Yours truly,
The object of the sales letter is to make the reader buy. How can you do it? To begin with, get his point of view—that of the user. Then imagine that he is present and talk to him on paper. Get his interest with your opening sentence. Explain what you have to sell. Show him that he needs it. Whet his desire to possess it, and, finally, make it easy and imperative for him to order today.
The opening paragraph is all-important. It may make or mar a letter. If it is stilted or lacks directness, if it hasn't the personal, natural tone that makes the reader feel you are talking to him, or if it is stereotyped in its wording, the letter will probably go to the waste-basket.

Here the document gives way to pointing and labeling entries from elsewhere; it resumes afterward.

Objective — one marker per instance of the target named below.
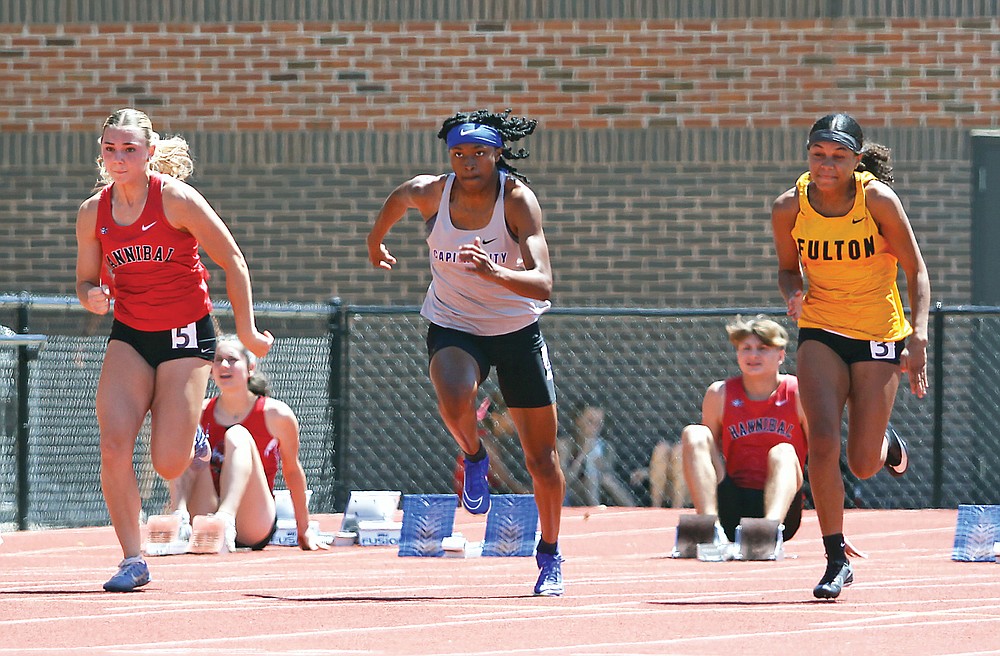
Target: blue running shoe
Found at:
(549, 575)
(476, 489)
(896, 458)
(132, 573)
(202, 449)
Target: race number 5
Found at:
(184, 337)
(883, 350)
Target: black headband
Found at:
(836, 136)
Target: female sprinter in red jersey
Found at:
(137, 242)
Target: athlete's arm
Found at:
(422, 193)
(187, 210)
(888, 212)
(282, 423)
(93, 296)
(783, 213)
(524, 216)
(711, 410)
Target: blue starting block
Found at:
(427, 520)
(977, 528)
(511, 526)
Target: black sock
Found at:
(834, 545)
(478, 455)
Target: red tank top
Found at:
(153, 269)
(751, 428)
(267, 444)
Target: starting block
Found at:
(208, 535)
(693, 530)
(511, 526)
(165, 536)
(427, 520)
(759, 539)
(976, 531)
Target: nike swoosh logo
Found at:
(470, 503)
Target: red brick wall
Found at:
(661, 142)
(618, 74)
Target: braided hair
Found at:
(874, 156)
(511, 128)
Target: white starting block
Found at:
(208, 535)
(286, 532)
(976, 533)
(165, 536)
(760, 539)
(369, 519)
(456, 546)
(428, 519)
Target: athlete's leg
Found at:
(176, 410)
(455, 375)
(784, 480)
(873, 392)
(824, 381)
(536, 428)
(703, 468)
(124, 395)
(244, 493)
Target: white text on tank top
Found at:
(460, 299)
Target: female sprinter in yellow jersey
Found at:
(842, 228)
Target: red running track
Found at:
(624, 596)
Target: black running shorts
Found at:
(854, 350)
(521, 358)
(195, 340)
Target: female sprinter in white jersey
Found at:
(491, 281)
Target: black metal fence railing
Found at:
(356, 376)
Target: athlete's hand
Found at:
(913, 360)
(309, 541)
(477, 259)
(99, 299)
(258, 343)
(380, 257)
(795, 305)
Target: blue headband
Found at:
(836, 136)
(474, 133)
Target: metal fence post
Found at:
(22, 417)
(937, 481)
(338, 395)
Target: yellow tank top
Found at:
(850, 271)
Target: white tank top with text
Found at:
(460, 299)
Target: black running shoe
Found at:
(838, 576)
(896, 460)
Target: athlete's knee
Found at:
(172, 468)
(863, 467)
(781, 456)
(543, 464)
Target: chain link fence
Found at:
(357, 378)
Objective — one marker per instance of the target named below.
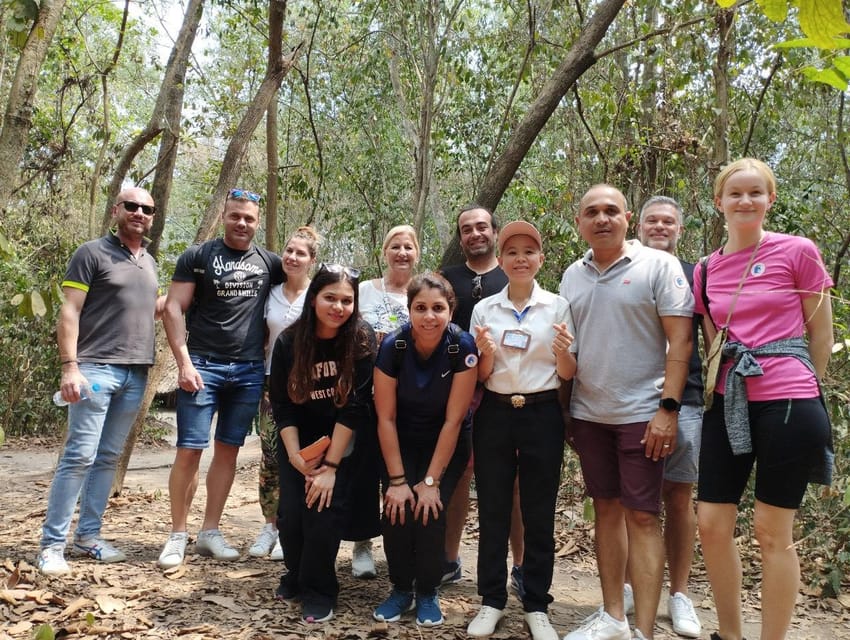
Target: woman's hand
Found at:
(427, 502)
(320, 487)
(395, 502)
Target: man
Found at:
(661, 223)
(221, 286)
(106, 345)
(478, 277)
(632, 311)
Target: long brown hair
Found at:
(350, 343)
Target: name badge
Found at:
(516, 339)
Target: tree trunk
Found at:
(579, 59)
(720, 154)
(17, 119)
(166, 115)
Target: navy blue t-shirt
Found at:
(424, 385)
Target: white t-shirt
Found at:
(280, 313)
(383, 311)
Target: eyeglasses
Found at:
(241, 194)
(132, 207)
(476, 287)
(351, 272)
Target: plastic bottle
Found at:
(59, 401)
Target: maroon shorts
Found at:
(614, 464)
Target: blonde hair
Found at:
(310, 236)
(744, 164)
(398, 230)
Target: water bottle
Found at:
(59, 401)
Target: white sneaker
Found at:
(485, 622)
(601, 626)
(265, 541)
(628, 599)
(685, 620)
(97, 549)
(174, 550)
(362, 562)
(539, 626)
(211, 542)
(277, 552)
(51, 560)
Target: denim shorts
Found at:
(683, 464)
(233, 389)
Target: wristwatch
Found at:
(670, 404)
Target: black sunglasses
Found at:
(241, 194)
(132, 207)
(351, 272)
(476, 287)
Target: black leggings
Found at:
(788, 437)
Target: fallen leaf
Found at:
(108, 604)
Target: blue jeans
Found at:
(97, 430)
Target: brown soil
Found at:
(209, 599)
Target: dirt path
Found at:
(208, 599)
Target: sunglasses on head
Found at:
(241, 194)
(476, 287)
(132, 207)
(352, 273)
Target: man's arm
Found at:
(67, 334)
(660, 436)
(180, 296)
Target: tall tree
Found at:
(17, 119)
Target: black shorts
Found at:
(788, 438)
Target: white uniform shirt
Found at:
(516, 370)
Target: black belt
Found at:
(520, 400)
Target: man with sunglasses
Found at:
(480, 276)
(106, 346)
(221, 286)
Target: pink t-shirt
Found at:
(786, 269)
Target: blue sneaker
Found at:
(428, 612)
(452, 572)
(391, 609)
(517, 585)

Contrast the two letters that follow. Both were written to accompany a catalogue. Notice that the first begins and ends in a stereotyped way; has too few details to arouse interest; asks for an order but has no inducement to give one now; and, throughout, lacks the personal, convincing tone that makes the second a good selling letter. Notice that the second begins with you, not with we, and keeps the same you attitude to the end.
Turn back to the five essentials of a letter given on page 230. See if you can differentiate the five in the second letter.
1
Dear Sir:
In compliance with your request of recent date we are sending you our latest general catalogue, inasmuch as we do not know which department catalogue you wish. We also have specialized books for jewelry, furniture, hardware, and drygoods. On request we shall be glad to send any one of these also.
We carry the biggest line of Variety Store Leaders in the country, and our goods are always of the best. We take particular pains to acquaint our customers with the latest thing in the trade, and to give business-getting suggestions. Our Co-operative Bureau cheerfully answers all inquiries.